It is June now and I’ve already cut into my first good melons of the year. Mmmm.
Here’s the thing I’ve learned about melon since living in Italy: you don’t know if you’ve got an extra special one until you get it home and open it up. An expert like the greengrocer can usually be relied upon to pick you a good one, or to warn you off if the ones he’s got that particular day aren’t worthwhile (and only then if you have taken the time to cultivate a good relationship with him) but you won’t really know how good it is until you get it home and open it up.
In my experience, the very best melons, the most memorable, the most succulent, the ones that almost knock you out with their sweet fragrance when you first split them in two and the halves roll away from your knife to reveal a pulp so perfect, so tender, yet firm, and juicy, but not watery, with the fresh, syrupy taste of summer, rarely are they the ones you go searching for the day when you need a special something, say you have guests.
The truly special melon is the accidental melon. The impulse buy. The one you have the greengrocer add to your bag at the last minute, either because he insists, or just because you see it there and it kind of calls to you. The truly special melon finds its way to you on its own. And it surprises you with what it hides inside. If you go looking for it, you might find a good one, but not the kind I mean.
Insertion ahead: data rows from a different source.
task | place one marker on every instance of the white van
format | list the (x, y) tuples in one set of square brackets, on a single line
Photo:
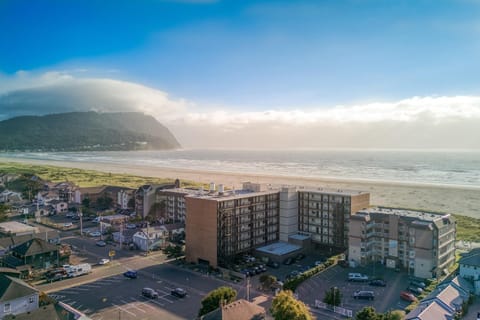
[(353, 276)]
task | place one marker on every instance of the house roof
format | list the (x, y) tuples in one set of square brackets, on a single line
[(12, 241), (34, 246), (13, 288), (431, 311), (237, 310)]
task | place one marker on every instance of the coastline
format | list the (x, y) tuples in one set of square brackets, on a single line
[(443, 198)]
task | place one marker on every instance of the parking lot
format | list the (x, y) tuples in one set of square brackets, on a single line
[(118, 297), (386, 298)]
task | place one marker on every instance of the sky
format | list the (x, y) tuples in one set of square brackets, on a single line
[(254, 74)]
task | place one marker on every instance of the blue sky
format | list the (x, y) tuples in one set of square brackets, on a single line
[(250, 56)]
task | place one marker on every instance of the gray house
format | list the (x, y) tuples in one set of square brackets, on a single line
[(16, 296)]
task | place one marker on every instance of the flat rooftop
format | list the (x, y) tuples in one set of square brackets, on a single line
[(299, 236), (232, 194), (279, 248), (14, 227), (421, 215), (332, 191)]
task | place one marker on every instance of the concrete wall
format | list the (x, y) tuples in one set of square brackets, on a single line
[(288, 213), (20, 305), (201, 230), (359, 202)]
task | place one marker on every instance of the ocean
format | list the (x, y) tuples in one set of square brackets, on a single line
[(455, 168)]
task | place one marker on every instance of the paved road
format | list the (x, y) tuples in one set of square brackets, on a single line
[(106, 294)]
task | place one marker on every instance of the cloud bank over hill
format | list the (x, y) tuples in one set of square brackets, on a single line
[(417, 122)]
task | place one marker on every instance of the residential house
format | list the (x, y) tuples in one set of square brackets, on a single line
[(36, 254), (59, 206), (150, 238), (14, 228), (10, 197), (146, 197), (470, 268), (16, 296), (447, 301), (237, 310)]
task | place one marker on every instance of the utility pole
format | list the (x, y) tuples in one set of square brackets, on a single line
[(80, 214), (248, 288)]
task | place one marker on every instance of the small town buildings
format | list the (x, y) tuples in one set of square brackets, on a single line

When we were at the shop on Friday, I asked for two. And our greengrocer selected three, then cut one open for us to try in the shop right then and there, to make sure that the batch he had in the window that day were up to par. Seven did the honors. He scarfed down a wedge, deemed it acceptable, and was given another wedge to polish off while I finished the shopping.
They were pretty good, but we haven’t made it home yet with that first unforgettably luscious one. That’s okay, though, because it’s still early in the season and besides, the anticipation is almost as delicious.